Use ".open FILENAME" to reopen on a persistent database.
sqlite> CREATE TABLE x AS SELECT 1 AS a, 1 AS b;
sqlite> CREATE INDEX ix ON x (a);
sqlite> CREATE TABLE y AS SELECT 1 AS b;
sqlite> EXPLAIN QUERY PLAN SELECT * FROM x INNER JOIN y ON x.b=y.b;
0|0|0|SCAN TABLE x
0|1|1|SEARCH TABLE y USING AUTOMATIC COVERING INDEX (b=?)
sqlite> EXPLAIN QUERY PLAN SELECT * FROM x INNER JOIN y ON x.b=y.b WHERE
x.a = 1;
0|0|0|SEARCH TABLE x USING INDEX ix (a=?)
0|1|1|SCAN TABLE y
sqlite>
--
This message contains confidential information and is intended only for the
individual named. If you are not the named addressee, you should not
disseminate, distribute, alter or copy this e-mail. Please notify the
sender immediately by e-mail if you have received this e-mail by mistake
and delete this e-mail from your system. E-mail transmissions cannot be
guaranteed to be secure or without error as information could be
intercepted, corrupted, lost, destroyed, or arrive late or incomplete. The
sender, therefore, does not accept liability for any errors or omissions in
the contents of this message which arise during or as a result of e-mail
transmission. If verification is required, please request a hard-copy
version. This message is provided for information purposes and should not
be construed as a solicitation or offer to buy or sell any securities or
related financial instruments in any jurisdiction.
Richard Hipp
2014-05-07 21:21:07 UTC
Permalink
Post by Hinrichsen, John
$ sqlite3
SQLite version 3.7.17 2013-05-20 00:56:22
Enter ".help" for instructions
Enter SQL statements terminated with a ";"

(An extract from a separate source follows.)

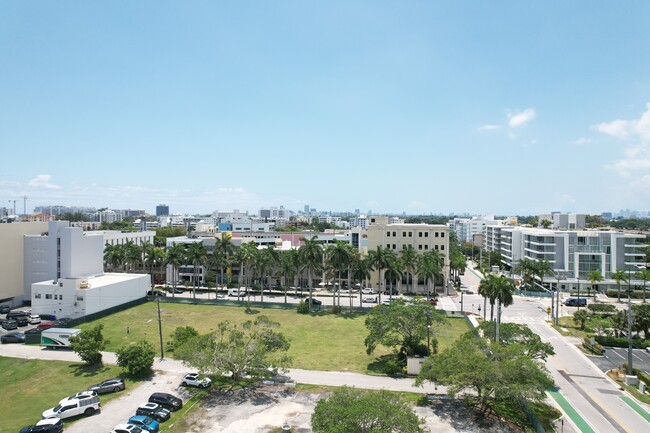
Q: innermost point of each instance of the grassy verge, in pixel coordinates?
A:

sqlite> CREATE TABLE x AS SELECT 1 AS a, 1 AS b;
sqlite> CREATE INDEX ix ON x (a);
sqlite> CREATE TABLE y AS SELECT 1 AS b;
sqlite> EXPLAIN QUERY PLAN SELECT * FROM x INNER JOIN y ON x.b=y.b;
0|0|0|SCAN TABLE x (~1000000 rows)
0|1|1|SEARCH TABLE y USING AUTOMATIC COVERING INDEX (b=?) (~7 rows)
sqlite> EXPLAIN QUERY PLAN SELECT * FROM x INNER JOIN y ON x.b=y.b WHERE
x.a = 1;
0|0|0|SEARCH TABLE x USING INDEX ix (a=?) (~10 rows)

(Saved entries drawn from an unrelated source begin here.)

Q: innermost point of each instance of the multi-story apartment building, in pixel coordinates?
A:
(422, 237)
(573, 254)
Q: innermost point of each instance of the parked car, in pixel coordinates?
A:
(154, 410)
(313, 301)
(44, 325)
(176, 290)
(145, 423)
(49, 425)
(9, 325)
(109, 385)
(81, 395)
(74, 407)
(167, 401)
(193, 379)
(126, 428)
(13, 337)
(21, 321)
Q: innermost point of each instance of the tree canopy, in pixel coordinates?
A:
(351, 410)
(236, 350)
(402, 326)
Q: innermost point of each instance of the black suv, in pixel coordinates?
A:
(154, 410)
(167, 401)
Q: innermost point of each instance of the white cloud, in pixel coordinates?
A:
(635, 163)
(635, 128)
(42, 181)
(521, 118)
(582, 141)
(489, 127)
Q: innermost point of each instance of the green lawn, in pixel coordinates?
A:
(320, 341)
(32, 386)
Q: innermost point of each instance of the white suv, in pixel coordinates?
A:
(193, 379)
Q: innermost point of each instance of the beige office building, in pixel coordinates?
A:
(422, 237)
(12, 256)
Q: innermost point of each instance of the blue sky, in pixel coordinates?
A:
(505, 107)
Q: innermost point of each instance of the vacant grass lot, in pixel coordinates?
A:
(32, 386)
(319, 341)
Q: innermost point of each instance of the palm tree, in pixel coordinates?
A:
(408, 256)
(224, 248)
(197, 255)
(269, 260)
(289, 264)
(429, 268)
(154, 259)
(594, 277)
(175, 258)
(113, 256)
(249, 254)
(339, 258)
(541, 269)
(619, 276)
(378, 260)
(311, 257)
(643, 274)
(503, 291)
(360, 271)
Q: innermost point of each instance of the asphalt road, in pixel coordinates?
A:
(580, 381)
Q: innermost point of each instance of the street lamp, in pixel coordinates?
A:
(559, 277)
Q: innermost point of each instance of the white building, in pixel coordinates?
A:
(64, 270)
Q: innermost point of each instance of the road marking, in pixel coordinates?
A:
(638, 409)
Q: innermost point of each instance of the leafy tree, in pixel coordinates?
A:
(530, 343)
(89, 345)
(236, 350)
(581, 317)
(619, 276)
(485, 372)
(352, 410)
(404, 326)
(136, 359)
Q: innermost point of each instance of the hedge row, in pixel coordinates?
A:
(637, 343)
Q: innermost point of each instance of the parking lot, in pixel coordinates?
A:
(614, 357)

0|1|1|SEARCH TABLE y USING AUTOMATIC COVERING INDEX (b=?) (~7 rows)
sqlite>
$ sqlite3
SQLite version 3.8.4.3 2014-04-03 16:53:12
Enter ".help" for usage hints.
Connected to a transient in-memory database.
Use ".open FILENAME" to reopen on a persistent database.
sqlite> CREATE TABLE x AS SELECT 1 AS a, 1 AS b;
sqlite> CREATE INDEX ix ON x (a);
sqlite> CREATE TABLE y AS SELECT 1 AS b;
sqlite> EXPLAIN QUERY PLAN SELECT * FROM x INNER JOIN y ON x.b=y.b;
0|0|0|SCAN TABLE x
0|1|1|SEARCH TABLE y USING AUTOMATIC COVERING INDEX (b=?)
sqlite> EXPLAIN QUERY PLAN SELECT * FROM x INNER JOIN y ON x.b=y.b WHERE
x.a = 1;
0|0|0|SEARCH TABLE x USING INDEX ix (a=?)
0|1|1|SCAN TABLE y
sqlite>
Do you have a database file where the 3.8.4.3 query plan really is slower?
Can you please run ANALYZE on that database and send us the content of the
"sqlite_stat1" table?
--
D. Richard Hipp
drh-CzDROfG0BjIdnm+***@public.gmane.org
Hinrichsen, John
2014-05-07 22:58:00 UTC
Permalink
Post by Richard Hipp
Do you have a database file where the 3.8.4.3 query plan really is slower?
Can you please run ANALYZE on that database and send us the content of the
"sqlite_stat1" table?
It is true that if we add the analyze, the query does use the automatic
covering index. The analyze wasn't necessary with sqlite-3.7.17.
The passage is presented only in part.